McEvoy has a knack to figure out my implicatures -- only in a recent discussion
of the swans and ravens counterexamples, there was, I noticed on second reading
what I sent, that I wrote 'black' when I meant 'white' (or something like
that), and instead of correcting the typo, I tried to defend from McEvoy's apt
criticisms!
In his most recent, he notes some problems with my approach. The first, he
notes, is that
"this 'proof by implicature' is not proof of truth. At most 'implicature'
proves a meaning meant by someone, it does not prove what they meant is true
(because they meant it)."
On which I commented, inter alia,
"[Yet], except under very SPECIAL CIRCUMSTANCES, what one utterer implicates is
_false_."
I meant to say, of course:
i. ONLY under very special circumstances what one utterer implicates is false.
or
ii.

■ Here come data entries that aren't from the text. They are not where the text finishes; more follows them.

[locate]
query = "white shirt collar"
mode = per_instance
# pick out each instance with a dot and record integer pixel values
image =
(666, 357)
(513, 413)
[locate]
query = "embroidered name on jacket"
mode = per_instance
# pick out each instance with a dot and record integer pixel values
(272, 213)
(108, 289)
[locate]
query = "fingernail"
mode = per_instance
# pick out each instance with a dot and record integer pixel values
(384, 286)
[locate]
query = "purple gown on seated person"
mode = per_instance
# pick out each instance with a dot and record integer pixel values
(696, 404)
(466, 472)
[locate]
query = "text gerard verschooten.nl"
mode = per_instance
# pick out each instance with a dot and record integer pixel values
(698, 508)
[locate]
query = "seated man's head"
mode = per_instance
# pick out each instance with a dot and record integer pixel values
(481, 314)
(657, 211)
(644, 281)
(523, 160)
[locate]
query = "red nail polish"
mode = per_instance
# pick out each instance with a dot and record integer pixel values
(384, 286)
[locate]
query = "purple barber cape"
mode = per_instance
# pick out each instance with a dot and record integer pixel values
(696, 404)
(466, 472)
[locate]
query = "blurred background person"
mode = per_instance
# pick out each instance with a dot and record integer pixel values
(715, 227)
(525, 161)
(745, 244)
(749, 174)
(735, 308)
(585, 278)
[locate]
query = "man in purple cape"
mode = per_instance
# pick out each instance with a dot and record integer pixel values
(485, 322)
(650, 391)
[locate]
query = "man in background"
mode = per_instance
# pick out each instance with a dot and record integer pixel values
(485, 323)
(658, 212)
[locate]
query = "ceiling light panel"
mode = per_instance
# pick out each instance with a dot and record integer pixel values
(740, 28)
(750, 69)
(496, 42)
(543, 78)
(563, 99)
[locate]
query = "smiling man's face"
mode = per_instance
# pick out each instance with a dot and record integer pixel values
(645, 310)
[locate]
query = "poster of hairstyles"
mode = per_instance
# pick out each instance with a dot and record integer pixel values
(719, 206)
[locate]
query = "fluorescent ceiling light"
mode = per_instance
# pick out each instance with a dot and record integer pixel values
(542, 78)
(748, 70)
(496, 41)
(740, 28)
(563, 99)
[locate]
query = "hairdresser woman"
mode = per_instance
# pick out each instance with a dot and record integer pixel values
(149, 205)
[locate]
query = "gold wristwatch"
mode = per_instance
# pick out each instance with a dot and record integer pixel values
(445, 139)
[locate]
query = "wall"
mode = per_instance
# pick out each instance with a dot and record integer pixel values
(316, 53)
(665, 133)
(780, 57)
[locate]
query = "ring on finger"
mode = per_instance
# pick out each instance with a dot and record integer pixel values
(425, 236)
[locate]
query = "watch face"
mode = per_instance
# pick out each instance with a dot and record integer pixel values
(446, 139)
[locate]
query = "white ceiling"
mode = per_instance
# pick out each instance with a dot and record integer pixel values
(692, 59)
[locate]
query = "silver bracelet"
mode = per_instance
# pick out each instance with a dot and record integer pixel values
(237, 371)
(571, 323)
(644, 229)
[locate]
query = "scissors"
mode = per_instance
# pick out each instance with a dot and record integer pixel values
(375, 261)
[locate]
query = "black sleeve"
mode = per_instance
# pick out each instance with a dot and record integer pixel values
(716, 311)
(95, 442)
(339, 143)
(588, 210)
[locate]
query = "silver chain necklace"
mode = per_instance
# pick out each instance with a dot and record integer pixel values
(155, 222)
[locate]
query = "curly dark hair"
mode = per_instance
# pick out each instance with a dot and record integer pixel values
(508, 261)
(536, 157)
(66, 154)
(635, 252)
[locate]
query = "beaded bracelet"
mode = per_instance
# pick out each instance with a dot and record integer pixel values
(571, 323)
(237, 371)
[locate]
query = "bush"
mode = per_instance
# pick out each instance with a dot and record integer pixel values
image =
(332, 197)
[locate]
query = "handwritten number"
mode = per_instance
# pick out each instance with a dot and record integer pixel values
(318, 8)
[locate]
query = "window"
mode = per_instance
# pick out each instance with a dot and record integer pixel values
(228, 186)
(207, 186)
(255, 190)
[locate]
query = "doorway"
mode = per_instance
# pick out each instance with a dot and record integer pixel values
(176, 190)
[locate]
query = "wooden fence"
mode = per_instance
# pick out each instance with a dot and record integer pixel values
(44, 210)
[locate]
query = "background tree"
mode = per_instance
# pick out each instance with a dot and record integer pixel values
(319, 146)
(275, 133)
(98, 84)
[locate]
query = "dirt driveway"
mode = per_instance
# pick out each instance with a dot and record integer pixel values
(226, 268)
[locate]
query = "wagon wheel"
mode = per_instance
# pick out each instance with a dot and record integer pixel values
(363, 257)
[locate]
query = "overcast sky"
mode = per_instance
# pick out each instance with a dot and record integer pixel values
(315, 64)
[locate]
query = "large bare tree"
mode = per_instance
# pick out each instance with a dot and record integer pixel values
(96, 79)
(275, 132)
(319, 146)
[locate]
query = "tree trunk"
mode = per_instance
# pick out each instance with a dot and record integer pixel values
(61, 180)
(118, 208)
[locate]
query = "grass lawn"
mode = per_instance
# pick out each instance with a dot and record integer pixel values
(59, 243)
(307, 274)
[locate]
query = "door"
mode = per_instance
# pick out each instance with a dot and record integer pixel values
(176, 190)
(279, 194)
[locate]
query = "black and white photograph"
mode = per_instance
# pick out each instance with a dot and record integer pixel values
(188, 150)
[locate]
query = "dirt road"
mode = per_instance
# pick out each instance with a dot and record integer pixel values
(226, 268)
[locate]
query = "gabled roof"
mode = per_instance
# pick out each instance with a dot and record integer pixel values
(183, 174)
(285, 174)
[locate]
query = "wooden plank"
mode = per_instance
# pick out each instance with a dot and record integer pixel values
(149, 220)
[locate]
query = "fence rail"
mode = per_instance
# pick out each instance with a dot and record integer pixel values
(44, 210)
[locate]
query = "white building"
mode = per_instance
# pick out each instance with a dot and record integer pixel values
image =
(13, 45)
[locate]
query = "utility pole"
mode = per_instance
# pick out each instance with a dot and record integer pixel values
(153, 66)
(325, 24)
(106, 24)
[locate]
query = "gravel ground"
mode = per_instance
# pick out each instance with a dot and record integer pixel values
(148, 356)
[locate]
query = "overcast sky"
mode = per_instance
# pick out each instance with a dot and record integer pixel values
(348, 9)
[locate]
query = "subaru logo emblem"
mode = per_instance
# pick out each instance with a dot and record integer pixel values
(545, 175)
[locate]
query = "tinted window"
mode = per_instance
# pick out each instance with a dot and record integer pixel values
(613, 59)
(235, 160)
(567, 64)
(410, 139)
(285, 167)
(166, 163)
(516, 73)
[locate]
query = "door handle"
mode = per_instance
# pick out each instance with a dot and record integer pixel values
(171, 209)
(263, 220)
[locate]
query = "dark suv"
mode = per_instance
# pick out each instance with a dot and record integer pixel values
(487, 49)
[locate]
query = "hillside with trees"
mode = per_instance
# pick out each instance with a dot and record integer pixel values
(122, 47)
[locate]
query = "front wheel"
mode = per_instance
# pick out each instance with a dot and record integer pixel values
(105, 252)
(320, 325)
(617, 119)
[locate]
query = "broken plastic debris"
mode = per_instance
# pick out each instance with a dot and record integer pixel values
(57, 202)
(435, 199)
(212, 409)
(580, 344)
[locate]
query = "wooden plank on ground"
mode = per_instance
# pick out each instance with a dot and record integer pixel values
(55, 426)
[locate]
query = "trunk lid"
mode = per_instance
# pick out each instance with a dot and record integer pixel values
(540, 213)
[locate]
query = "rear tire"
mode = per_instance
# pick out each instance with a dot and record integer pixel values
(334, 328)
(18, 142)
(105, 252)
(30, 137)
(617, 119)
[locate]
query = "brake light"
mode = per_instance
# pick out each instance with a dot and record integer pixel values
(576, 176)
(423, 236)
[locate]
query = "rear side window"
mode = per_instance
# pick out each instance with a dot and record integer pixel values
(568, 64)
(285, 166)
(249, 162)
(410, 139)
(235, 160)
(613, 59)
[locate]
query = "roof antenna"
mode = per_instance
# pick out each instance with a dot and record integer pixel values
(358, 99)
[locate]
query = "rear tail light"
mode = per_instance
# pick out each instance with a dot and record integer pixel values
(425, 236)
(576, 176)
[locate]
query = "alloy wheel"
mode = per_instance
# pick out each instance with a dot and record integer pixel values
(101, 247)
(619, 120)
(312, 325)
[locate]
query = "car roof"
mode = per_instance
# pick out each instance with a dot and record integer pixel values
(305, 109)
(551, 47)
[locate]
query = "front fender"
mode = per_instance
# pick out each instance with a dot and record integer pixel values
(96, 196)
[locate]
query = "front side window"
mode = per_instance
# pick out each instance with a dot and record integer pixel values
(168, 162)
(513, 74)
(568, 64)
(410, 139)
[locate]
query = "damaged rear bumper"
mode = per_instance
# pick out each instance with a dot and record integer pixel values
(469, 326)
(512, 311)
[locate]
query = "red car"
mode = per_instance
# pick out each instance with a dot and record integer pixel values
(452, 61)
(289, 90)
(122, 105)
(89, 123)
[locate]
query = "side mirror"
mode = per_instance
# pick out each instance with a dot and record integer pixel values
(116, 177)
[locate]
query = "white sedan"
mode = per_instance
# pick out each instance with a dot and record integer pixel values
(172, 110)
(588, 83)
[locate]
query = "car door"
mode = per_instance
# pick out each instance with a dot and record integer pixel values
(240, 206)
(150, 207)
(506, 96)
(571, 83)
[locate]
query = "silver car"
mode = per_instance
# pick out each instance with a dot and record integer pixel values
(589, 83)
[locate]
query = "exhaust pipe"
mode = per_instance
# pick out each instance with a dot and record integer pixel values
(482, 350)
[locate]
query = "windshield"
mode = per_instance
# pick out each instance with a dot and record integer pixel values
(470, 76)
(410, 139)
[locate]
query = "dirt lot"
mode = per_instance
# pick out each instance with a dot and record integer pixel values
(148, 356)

Except under very special circumstances, what one utterer implicates is
true.
-- I was having in mind Grice's example in "Way of Words":
GRICE (to Strawson qua tutee): I expect you'll bring me a paper for next week.
STRAWSON: A newspaper?
Grice is flabbergasted at Strawson's query, and writes (Grice does) to the
effect that, only under very special circumstances, "would I, by uttering
'paper,' mean newspaper" -- in that scenario. He uses further eccentric
examples, using this charming phrase, "VERY SPECIAL CIRCUMSTANCES," to note
that there is no conventional link between an expression and what an utterer
means by it. ("Only other very special circumstances, would I mean that
Strawson is intelligent by uttering "It is raining,"" say).
So, this just for the record!
I should now have a look at McEvoy's latest post.